It began back in 1984, when Sam Ridgway of the National Marine Mammal Foundation kept hearing people talking in the area of the white whale and dolphin enclosure. It sounded like two people in conversation, but whenever he checked the area, no one was around.
It happened to others as well, and workers at the Foundation's facility began thinking maybe the place was haunted. Or maybe there was some unusual acoustical conduit that was picking up sound from another area of the park and amplifying it near the enclosure. It always sounded distant, just below the ability to pick up precisely what was being said. The source of the muffled conversations remained a mystery.
Some time later Ridgway and colleagues were in the enclosure area when a diver surfaced from the tank to ask an odd question... "Who told me to get out?" A white whale named NOC seemed intent upon taking the blame. Sure, there have been sailor's tales since time immemorial of whales who could talk, but not many people were inclined to believe them. This time, they did.
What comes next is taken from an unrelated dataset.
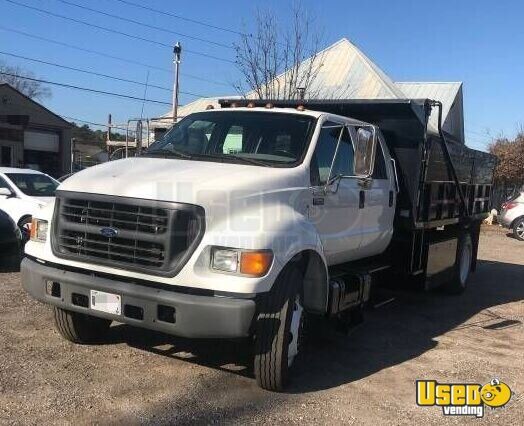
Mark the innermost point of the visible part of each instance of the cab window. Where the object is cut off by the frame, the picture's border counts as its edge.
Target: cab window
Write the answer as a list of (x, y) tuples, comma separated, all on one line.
[(325, 151)]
The workers recorded NOC's sounds, which did reveal a rhythm similar to human speech and in frequencies several octaves below typical whale-to-whale communications. Given that whales normally produce sounds in an entirely different way than humans do, researchers went to work finding out just how NOC had managed to learn how to vocalize in another way...
NOC's voice prints were similar to human voice and unlike the whale's usual sounds, said Ridgway. "The sounds we heard were clearly an example of vocal learning by the white whale."
After 30 years living at the National Marine Mammal Foundation, NOC died five years ago. But his voice lives on in the recordings, and now we know the answer to the perennial question of what a whale would say to a human if he could speak - "Get out."